The Highland School District became a reality in 1962 following a favorable consolidation vote in Ash Flat and Hardy. Before the votes were actually counted; however, many people doubted the consolidation would pass. The Ash Flat School District and the Hardy School District were rivals to some degree; however, the parents were more upset about losing their hometown schools. They were somewhat mollified by the fact that younger children would stay "home". The Ash Flat and Hardy school buildings were to be used for only grades 1-6 after a new high school was built. The location of the school was only logical, halfway between the two towns. The doors to the new high school first opened in August 1964 with the first senior class graduating in May 1965. Some six years later a growth in numbers forced the building of a new grade school, Cherokee Elementary, and even grade school children were then bused to the new school. Only seven years later, a further increase in numbers of students caused the district to build a third building, Highland Middle School. Highland High School received North Central Association (NCA) accreditation in 1975, with Highland Middle School and Cherokee Elementary School receiving NCA accreditation in 1999.

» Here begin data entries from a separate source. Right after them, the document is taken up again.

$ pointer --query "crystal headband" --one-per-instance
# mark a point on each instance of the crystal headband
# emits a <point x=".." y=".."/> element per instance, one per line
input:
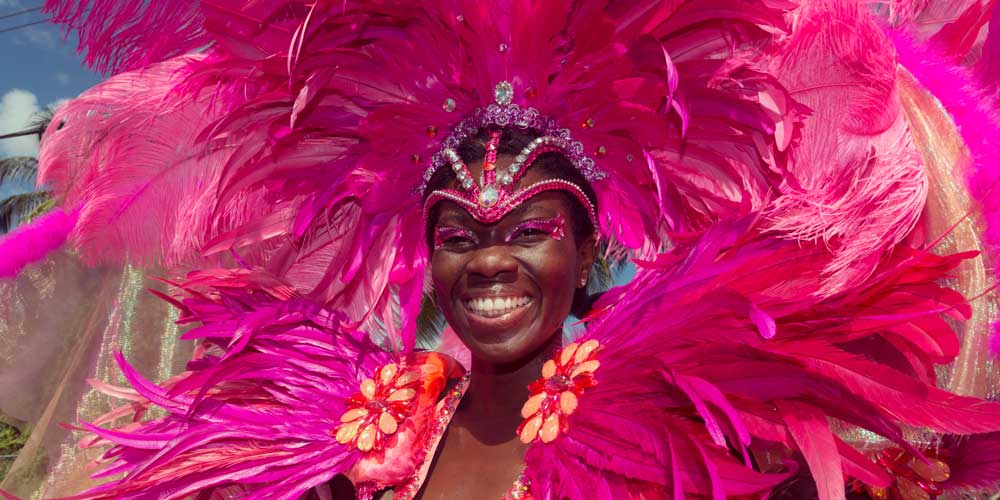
<point x="505" y="114"/>
<point x="493" y="197"/>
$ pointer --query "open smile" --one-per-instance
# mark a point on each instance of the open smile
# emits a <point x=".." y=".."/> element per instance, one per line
<point x="497" y="313"/>
<point x="495" y="307"/>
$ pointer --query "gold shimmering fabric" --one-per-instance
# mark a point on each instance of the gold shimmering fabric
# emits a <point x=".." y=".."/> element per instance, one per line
<point x="949" y="204"/>
<point x="60" y="325"/>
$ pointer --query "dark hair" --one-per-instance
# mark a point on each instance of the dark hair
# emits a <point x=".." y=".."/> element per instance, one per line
<point x="552" y="165"/>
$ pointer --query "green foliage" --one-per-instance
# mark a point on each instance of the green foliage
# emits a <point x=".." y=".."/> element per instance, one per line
<point x="11" y="442"/>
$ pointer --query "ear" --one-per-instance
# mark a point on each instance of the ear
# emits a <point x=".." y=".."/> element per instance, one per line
<point x="586" y="257"/>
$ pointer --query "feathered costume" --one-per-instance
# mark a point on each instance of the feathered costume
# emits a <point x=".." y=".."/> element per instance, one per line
<point x="753" y="157"/>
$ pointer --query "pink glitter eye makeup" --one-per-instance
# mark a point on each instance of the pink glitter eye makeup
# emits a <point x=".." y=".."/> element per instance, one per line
<point x="453" y="236"/>
<point x="553" y="227"/>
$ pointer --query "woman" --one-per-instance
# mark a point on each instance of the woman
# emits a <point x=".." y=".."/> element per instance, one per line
<point x="782" y="284"/>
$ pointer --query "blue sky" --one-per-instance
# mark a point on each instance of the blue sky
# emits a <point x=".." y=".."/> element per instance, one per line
<point x="37" y="68"/>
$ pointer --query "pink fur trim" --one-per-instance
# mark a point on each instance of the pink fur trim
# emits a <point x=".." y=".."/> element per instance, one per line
<point x="31" y="242"/>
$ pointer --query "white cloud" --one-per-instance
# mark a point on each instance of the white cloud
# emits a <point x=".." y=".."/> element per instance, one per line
<point x="45" y="37"/>
<point x="56" y="104"/>
<point x="16" y="109"/>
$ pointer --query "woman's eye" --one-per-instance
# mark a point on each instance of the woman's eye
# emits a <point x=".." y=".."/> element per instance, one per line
<point x="530" y="232"/>
<point x="458" y="240"/>
<point x="453" y="237"/>
<point x="536" y="229"/>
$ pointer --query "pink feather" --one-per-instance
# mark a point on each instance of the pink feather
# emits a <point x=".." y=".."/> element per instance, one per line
<point x="118" y="35"/>
<point x="855" y="182"/>
<point x="975" y="116"/>
<point x="31" y="242"/>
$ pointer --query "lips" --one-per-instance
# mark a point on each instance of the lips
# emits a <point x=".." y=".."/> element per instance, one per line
<point x="495" y="307"/>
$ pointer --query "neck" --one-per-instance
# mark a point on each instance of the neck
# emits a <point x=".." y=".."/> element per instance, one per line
<point x="497" y="391"/>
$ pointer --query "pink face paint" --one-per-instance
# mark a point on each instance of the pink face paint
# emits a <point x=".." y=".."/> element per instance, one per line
<point x="553" y="227"/>
<point x="453" y="236"/>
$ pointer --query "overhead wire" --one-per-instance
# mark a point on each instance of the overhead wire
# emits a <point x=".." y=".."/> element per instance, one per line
<point x="23" y="11"/>
<point x="19" y="13"/>
<point x="20" y="26"/>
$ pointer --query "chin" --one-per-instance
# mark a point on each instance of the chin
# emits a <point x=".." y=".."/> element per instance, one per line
<point x="517" y="347"/>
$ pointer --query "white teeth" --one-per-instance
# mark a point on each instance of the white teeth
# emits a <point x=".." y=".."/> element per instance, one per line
<point x="496" y="306"/>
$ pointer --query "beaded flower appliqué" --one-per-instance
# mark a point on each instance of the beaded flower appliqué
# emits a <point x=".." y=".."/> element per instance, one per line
<point x="379" y="408"/>
<point x="555" y="396"/>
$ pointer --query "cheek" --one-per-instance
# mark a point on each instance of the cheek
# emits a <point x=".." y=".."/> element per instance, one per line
<point x="555" y="273"/>
<point x="444" y="271"/>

The Highland School District covers an area of 261 square miles, making it the 45th largest school district in Arkansas. The school campuses are centrally located on eighty acres in Highland. Today, Cherokee Elementary School houses K-4, but it also has a Head Start program on campus for four-year-olds. Highland Middle School has grades 5-7, and Highland High School includes grades 8-12. All three buildings have been expanded with new wings since their initial construction. In addition, the high school campus has added four new buildings: a Chapter One/Title I Math and Reading Lab, a vocational building, a band building, and a new building just for eighth graders. The district operates on a $7 million dollar annual budget. The school colors are red and gray, and the school mascot is the Rebel. There has been some discussion about the possible need of changing the mascot as some schools have been forced to do, but there is a great deal of impassioned resistance to the change.
Highland School District has enjoyed a great deal of community support and is respected by most people. There is a loyalty to the system among teachers and administrators, and there has never been a strike by the teachers. Another indication of the good relations present among the administration, the teachers, and the community is that Mr. A.L. Hutson had been superintendent of the Hardy School District before becoming Highland’s first superintendent. When Hutson retired in 1986, Mr. Jack Kimbrell, who had been the high school principal since 1979, took over as the new superintendent. Mr. Kimbrell went on to become highly regarded throughout the state as a school administrator. He served as President of the Arkansas Association of School Administrators and received the Superintendent of the Year award in 1999. Kimbrell retired the end of the 1999-2000 school year. Mr. Ronnie Brogdon began his duties on July 1, 2000. He faithfully served the Highland School District until June 30, 2010. During his ten years of service, Mr. Brogdon served as President of the Arkansas Association of School Administrators during the 2007-08 school year and was a member of the Arkansas Rural Education Association. He was also recognized as the Northeast Arkansas Superintendent of the Year in 2003.
Beginning July 1, 2010, Mr. James Floyd was chosen by the school board to lead the Highland District.